Schiffer: Are "illocutionary acts" conventional?

 

 

 

 

...xxx

Schiffer:

I think that we are to understand Austin's claim that illocutionary acts are conventional acts as at least committing him to this: a kind of act X is a kind of illocutionary act only if there exist certain conventions such that (primarily) by virtue of these conventions the performance of certain sorts of non-conventional acts (e.g., uttering sounds of a certain type) by certain sorts of persons in certain sorts of circumstances is constituted an instance of X-ing.

This, together with Austin's apparent suggestion that illocutionary acts are conventional acts in the same way that kicking a goal is a conventional act (ibid., p. 106), suggests that Austin thought illocutionary acts are made possible by conventions or rules of the type which Rawls and Searle have called "constitutive rules".
I believe that it is false that illocutionary acts are conventional acts in the sense intended by Austin. Perhaps there are some speech acts-e.g., an umpire putting a runner out by uttering 'Out!'-which are conventional acts in the sense intended by Austin, but these are very special cases and of peripheral interest only; and I would agree with Strawson that in the majority of cases "it is not as conforming to an accepted convention of any bkind (other than those linguistic conventions which help to fix the meaning of the utterance) that an illocutionary act is performed." (Schiffer, Meaning (1972), 91)

 

(1) Schiffer ascribes the following position to Austin: "a kind of act is a kind of illocutionary act only if there exist [constitutive rules underlying its performance]". Let us call the necessary condition here stated the "conventionality requirement".

 

(2) The conventionality requirement is clearly meant as a (partial) definition. (And we think that this is indeed a correct representation of Austin's position.) An act can thus be an "illocutionary act" in Austin's sense only if it satisfies the conventionality requirement.

 

(3) Schiffer uses the existence of acts which do not satisfy the conventionality requirement as evidence that the conventionality requirement is inadequate.

 

(4) Schiffer's argument clearly presupposes that some acts which do not satisfy the conventionality requirement are "illocutionary acts". According to Austin's definition, these acts are not "illocutinary acts". Accordingly, that they do not satisfy the conventionality requirement cannot be evidence against the conventionality requirement. Here, Schiffer's argument contains a logical fault.

 

(5) The problem is clearly this: Schiffer assumes that those acts (which do not satisfy the conventionality requirement) are "illocutionary acts". Since Austin's definition would not allow for this, Schiffer clearly assumes another, alternative definition of "illocutionary acts"

 

(6) Possibly, Schiffer already assumes the definition which he himself presents later in the book, according to which the term "illocutionary act" refers to instances of 'speaker meaning' (in one sense of that term): Let us assume this here for the sake of the argument. (Click here for details.)

 

(7) Then Schiffer argument says that, because speaker meaning does not satisfy the conventionality requirement, Austin's "illocutionary acts" do not satisfy this requirement.

 

(8) This argument is clearly nonsense. Given that the conventionality requirement is a (partial) definition (which Schiffer himself strongly seems to assume), acts which do not satisfy it do not fall in the extension of the term "illocutionary act", and hence cannot provide counterexamples. Schiffer uses the term "illocutionary act" for entities which--at least in Austin's account--this term does not refer to.

 

(9) In order to make sense of Schiffer's argument, we must apparently presume ...

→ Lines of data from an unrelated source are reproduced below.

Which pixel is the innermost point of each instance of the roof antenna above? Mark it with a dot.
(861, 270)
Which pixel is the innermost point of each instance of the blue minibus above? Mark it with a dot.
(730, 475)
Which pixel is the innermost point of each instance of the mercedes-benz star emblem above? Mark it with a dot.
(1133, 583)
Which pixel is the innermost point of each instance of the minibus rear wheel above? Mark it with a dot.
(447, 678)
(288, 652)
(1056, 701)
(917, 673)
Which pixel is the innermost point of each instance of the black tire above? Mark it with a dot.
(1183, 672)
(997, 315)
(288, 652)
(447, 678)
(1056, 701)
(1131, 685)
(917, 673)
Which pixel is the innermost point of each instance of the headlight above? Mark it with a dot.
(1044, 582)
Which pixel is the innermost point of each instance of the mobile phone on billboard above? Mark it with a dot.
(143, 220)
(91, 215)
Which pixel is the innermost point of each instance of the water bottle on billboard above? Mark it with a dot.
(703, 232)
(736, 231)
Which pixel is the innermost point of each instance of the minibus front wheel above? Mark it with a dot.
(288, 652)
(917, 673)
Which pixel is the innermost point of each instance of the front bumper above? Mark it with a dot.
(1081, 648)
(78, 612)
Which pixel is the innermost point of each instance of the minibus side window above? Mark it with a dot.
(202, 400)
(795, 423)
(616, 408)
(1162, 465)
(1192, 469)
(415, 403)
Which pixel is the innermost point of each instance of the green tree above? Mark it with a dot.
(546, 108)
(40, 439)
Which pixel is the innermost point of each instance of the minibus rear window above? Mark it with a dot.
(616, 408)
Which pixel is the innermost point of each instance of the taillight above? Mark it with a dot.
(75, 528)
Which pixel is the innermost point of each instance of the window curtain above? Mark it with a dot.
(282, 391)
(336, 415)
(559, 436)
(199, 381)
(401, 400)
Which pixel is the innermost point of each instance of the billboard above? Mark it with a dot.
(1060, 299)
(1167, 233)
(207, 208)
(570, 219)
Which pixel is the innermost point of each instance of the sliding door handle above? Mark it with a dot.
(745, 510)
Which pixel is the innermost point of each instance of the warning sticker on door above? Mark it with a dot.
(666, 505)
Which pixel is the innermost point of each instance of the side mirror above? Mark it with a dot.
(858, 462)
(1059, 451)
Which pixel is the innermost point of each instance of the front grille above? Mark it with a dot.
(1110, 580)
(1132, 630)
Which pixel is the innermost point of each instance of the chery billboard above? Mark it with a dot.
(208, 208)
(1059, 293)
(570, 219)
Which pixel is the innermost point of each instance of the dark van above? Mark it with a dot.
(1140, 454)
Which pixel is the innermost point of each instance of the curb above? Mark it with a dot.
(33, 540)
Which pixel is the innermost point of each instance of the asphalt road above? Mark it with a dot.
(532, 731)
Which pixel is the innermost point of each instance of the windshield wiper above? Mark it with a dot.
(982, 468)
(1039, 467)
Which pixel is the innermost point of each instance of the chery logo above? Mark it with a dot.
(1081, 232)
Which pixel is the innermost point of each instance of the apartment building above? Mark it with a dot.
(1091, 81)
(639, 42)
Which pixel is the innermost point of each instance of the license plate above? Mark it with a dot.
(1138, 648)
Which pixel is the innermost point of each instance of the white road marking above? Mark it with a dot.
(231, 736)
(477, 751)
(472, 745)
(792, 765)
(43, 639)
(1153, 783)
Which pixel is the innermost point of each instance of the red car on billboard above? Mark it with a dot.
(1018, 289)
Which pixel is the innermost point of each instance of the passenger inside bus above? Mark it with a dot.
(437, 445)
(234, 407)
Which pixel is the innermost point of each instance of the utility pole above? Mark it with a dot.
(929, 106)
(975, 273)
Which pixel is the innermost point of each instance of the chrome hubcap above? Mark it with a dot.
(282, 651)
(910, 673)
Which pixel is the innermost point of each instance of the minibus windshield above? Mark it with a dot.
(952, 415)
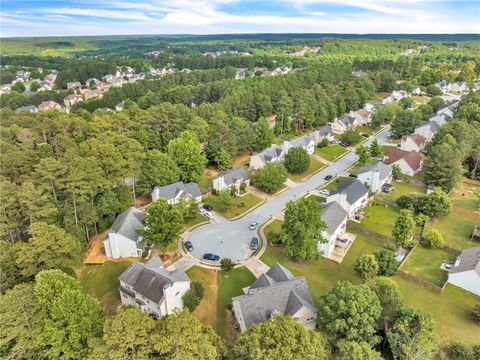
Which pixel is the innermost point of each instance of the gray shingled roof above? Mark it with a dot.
(468, 260)
(170, 191)
(354, 190)
(149, 281)
(333, 215)
(383, 169)
(232, 176)
(286, 297)
(129, 223)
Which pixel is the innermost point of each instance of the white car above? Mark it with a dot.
(209, 215)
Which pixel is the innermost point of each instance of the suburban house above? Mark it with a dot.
(465, 273)
(71, 100)
(375, 176)
(276, 153)
(152, 289)
(350, 195)
(415, 142)
(231, 179)
(335, 217)
(29, 108)
(341, 124)
(410, 162)
(276, 292)
(124, 238)
(427, 129)
(325, 132)
(48, 105)
(459, 86)
(176, 192)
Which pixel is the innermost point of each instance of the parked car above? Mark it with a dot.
(209, 215)
(253, 226)
(254, 244)
(208, 207)
(188, 246)
(211, 257)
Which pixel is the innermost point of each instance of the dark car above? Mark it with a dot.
(208, 207)
(188, 246)
(211, 257)
(254, 243)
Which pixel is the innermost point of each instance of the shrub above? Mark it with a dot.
(460, 351)
(433, 238)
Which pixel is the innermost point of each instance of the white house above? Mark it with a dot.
(276, 292)
(414, 142)
(175, 192)
(231, 179)
(152, 289)
(341, 124)
(335, 217)
(350, 195)
(410, 162)
(465, 273)
(124, 239)
(375, 176)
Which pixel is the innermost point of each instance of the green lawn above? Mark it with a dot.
(101, 282)
(229, 287)
(333, 184)
(450, 310)
(239, 205)
(314, 167)
(425, 263)
(380, 218)
(402, 188)
(330, 152)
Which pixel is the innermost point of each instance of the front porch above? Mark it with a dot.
(342, 244)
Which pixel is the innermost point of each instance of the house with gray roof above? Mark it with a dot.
(350, 195)
(276, 292)
(176, 192)
(375, 176)
(232, 179)
(124, 239)
(152, 289)
(465, 273)
(335, 217)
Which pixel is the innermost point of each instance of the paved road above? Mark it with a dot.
(232, 238)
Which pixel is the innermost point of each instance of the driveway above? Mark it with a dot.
(231, 239)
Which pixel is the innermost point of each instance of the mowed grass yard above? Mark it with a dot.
(315, 166)
(101, 282)
(450, 310)
(380, 218)
(425, 263)
(239, 205)
(330, 152)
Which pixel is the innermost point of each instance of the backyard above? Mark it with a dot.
(425, 263)
(238, 206)
(101, 282)
(315, 166)
(331, 152)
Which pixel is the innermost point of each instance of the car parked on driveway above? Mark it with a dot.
(254, 244)
(211, 257)
(253, 226)
(188, 246)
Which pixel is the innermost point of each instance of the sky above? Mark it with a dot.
(122, 17)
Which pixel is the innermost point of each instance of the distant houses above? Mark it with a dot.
(152, 289)
(176, 192)
(276, 292)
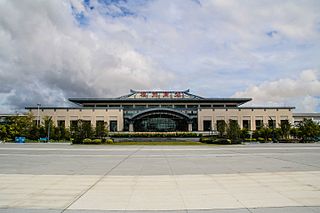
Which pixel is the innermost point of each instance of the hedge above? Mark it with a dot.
(154, 134)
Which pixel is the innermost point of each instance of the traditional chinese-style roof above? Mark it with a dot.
(150, 96)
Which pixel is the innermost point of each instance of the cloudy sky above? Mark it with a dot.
(51, 50)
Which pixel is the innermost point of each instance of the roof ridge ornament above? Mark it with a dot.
(160, 94)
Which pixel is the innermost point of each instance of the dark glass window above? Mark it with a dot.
(166, 106)
(205, 105)
(61, 123)
(113, 126)
(206, 125)
(272, 124)
(246, 124)
(160, 123)
(259, 124)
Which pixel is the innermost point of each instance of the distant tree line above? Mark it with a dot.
(26, 126)
(305, 131)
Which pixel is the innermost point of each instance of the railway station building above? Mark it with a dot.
(163, 111)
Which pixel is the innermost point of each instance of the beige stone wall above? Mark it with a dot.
(85, 114)
(213, 115)
(239, 114)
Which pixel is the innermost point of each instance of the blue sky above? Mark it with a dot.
(267, 50)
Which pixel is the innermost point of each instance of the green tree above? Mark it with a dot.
(294, 132)
(49, 127)
(244, 133)
(82, 130)
(233, 130)
(308, 129)
(285, 128)
(221, 127)
(100, 129)
(265, 132)
(20, 126)
(3, 132)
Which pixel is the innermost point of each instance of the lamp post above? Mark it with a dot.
(273, 139)
(38, 119)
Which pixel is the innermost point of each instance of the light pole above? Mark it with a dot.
(273, 139)
(38, 119)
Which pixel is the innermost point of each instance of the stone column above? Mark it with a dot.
(190, 127)
(131, 127)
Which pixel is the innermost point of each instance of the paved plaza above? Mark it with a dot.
(243, 178)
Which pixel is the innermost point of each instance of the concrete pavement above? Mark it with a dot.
(250, 178)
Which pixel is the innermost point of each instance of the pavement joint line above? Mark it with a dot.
(291, 161)
(166, 149)
(99, 179)
(175, 181)
(175, 155)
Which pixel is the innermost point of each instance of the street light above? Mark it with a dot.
(273, 139)
(38, 119)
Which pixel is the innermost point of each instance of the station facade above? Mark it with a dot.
(163, 111)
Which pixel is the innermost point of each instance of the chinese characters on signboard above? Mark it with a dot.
(161, 94)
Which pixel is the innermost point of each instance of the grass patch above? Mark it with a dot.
(161, 143)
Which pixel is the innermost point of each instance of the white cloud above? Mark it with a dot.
(302, 92)
(215, 48)
(46, 57)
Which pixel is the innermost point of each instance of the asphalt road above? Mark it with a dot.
(242, 178)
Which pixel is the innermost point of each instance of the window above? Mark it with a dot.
(284, 122)
(61, 123)
(272, 123)
(246, 124)
(113, 126)
(259, 124)
(73, 125)
(206, 125)
(205, 105)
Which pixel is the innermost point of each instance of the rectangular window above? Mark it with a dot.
(113, 126)
(272, 124)
(259, 124)
(61, 123)
(246, 124)
(166, 106)
(179, 106)
(73, 125)
(206, 125)
(205, 105)
(284, 122)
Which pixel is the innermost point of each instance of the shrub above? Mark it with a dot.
(87, 140)
(109, 141)
(96, 141)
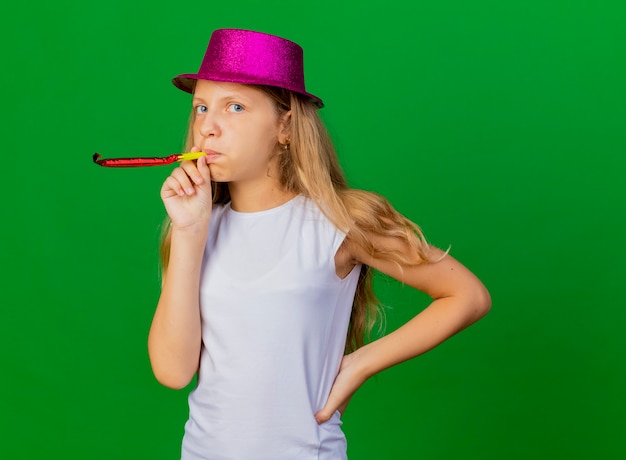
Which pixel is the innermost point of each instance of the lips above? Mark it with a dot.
(211, 154)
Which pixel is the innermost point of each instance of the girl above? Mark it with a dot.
(268, 257)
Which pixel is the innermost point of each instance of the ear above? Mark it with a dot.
(284, 128)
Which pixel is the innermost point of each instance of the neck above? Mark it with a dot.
(257, 197)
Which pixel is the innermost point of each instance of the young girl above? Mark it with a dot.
(268, 259)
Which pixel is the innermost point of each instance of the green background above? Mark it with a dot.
(497, 126)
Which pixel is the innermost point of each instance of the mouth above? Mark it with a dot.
(211, 154)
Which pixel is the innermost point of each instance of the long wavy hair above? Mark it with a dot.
(310, 167)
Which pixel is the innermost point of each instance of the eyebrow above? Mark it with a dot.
(230, 95)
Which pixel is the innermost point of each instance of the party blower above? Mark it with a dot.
(136, 162)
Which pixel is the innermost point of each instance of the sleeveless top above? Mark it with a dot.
(274, 322)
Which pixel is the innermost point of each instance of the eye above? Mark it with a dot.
(235, 108)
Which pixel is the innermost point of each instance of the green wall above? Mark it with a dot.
(497, 126)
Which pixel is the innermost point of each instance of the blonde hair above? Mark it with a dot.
(310, 167)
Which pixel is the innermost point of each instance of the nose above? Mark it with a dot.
(209, 126)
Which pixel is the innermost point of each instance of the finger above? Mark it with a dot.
(192, 172)
(332, 405)
(203, 169)
(184, 182)
(171, 187)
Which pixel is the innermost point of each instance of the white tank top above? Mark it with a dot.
(274, 322)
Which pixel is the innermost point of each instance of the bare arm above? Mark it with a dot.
(459, 299)
(175, 339)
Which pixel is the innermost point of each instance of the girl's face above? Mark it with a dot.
(237, 126)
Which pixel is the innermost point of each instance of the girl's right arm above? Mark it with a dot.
(175, 339)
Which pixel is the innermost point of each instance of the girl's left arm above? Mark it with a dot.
(459, 299)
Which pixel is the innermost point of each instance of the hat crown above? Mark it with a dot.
(267, 59)
(250, 57)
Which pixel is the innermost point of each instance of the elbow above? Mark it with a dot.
(173, 380)
(482, 301)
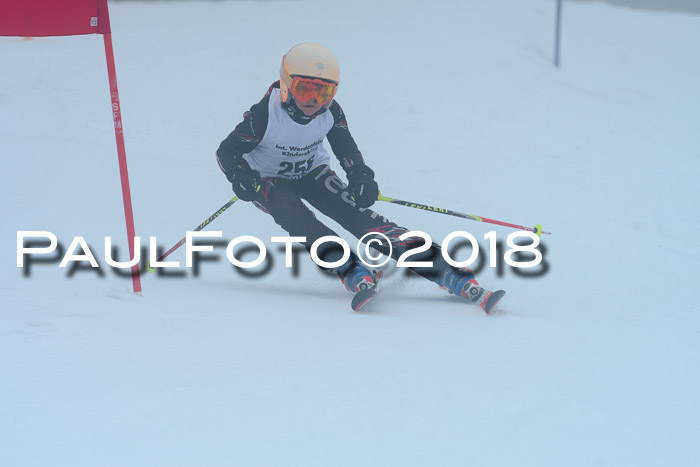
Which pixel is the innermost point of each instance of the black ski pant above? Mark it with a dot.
(325, 191)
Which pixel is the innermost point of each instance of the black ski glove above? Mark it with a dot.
(362, 188)
(246, 181)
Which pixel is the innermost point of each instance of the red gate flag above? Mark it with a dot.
(32, 18)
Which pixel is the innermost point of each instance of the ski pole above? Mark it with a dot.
(537, 229)
(199, 227)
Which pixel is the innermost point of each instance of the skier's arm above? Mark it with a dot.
(342, 142)
(244, 138)
(361, 185)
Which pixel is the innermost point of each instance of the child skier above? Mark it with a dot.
(275, 158)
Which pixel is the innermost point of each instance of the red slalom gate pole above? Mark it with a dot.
(537, 229)
(105, 30)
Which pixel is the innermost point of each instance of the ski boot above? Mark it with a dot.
(461, 282)
(355, 276)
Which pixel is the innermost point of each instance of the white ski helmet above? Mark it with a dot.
(308, 60)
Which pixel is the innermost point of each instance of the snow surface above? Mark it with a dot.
(454, 104)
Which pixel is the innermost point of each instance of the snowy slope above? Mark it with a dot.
(454, 104)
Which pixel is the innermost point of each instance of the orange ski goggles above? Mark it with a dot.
(304, 89)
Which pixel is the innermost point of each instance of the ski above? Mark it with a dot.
(363, 297)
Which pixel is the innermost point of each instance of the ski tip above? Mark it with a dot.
(490, 303)
(358, 304)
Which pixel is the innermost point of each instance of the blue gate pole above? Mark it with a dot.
(557, 35)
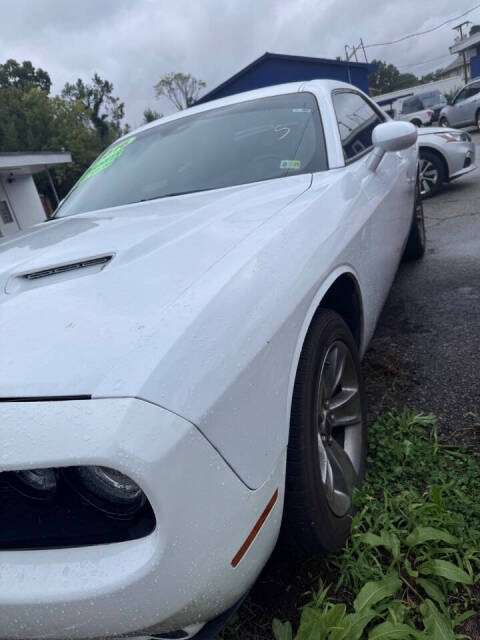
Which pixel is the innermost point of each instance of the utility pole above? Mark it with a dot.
(351, 50)
(459, 28)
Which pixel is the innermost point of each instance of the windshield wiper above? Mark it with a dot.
(174, 193)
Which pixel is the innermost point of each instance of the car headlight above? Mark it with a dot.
(107, 489)
(455, 136)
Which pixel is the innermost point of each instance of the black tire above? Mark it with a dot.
(432, 173)
(417, 242)
(310, 523)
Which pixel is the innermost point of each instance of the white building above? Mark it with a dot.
(20, 204)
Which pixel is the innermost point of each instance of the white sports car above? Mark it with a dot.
(180, 359)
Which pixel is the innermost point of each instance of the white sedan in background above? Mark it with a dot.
(445, 154)
(180, 363)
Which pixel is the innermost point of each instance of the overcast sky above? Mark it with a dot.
(134, 42)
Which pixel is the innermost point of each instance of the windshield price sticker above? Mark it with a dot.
(106, 160)
(290, 164)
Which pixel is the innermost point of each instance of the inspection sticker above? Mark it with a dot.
(106, 160)
(290, 164)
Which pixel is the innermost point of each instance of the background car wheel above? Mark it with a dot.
(432, 173)
(416, 243)
(328, 435)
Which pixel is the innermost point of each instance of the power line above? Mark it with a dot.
(419, 64)
(422, 33)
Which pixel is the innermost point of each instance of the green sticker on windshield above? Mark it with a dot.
(290, 164)
(106, 160)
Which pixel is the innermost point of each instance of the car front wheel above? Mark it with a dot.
(328, 434)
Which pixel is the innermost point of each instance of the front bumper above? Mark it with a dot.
(180, 574)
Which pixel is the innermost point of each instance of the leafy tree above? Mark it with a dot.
(388, 78)
(84, 119)
(23, 76)
(105, 110)
(182, 89)
(149, 115)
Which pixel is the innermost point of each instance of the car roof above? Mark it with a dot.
(279, 89)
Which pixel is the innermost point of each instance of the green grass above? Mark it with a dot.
(410, 568)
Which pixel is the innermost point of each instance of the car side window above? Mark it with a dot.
(472, 90)
(356, 120)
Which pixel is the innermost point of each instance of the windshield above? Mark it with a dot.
(238, 144)
(431, 101)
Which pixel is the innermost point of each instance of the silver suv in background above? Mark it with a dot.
(422, 108)
(464, 110)
(413, 111)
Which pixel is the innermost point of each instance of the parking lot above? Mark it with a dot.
(425, 355)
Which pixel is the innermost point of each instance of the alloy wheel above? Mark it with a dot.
(428, 177)
(339, 419)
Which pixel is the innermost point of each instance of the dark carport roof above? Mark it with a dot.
(370, 68)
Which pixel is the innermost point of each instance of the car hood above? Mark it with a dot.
(423, 131)
(83, 298)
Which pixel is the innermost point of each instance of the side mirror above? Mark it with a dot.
(391, 136)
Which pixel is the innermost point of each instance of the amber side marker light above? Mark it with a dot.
(251, 536)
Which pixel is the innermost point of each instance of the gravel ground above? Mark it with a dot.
(425, 355)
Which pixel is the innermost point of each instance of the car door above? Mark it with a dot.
(8, 224)
(471, 104)
(384, 204)
(466, 105)
(456, 113)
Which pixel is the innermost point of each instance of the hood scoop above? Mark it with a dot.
(56, 273)
(51, 271)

(a) that Schiffer assumes an alternative definition of "illocutionary acts"--one which does not contain the conventionality requirement, is not Austin's; and assume ...

(b) that in his argument, Schiffer applies that definition which is not Austin's. 

 

(10) To apply, in a argument concerning Austin's definition of "illocutionary acts", a definition of "illocutionary acts" which is different Austin's, is a terminological mistake. This mistake presupposes ambiguity (presence of more than one meaning) of the term "illocutionary act", and rests upon the failure to keep these two meanings duly separate.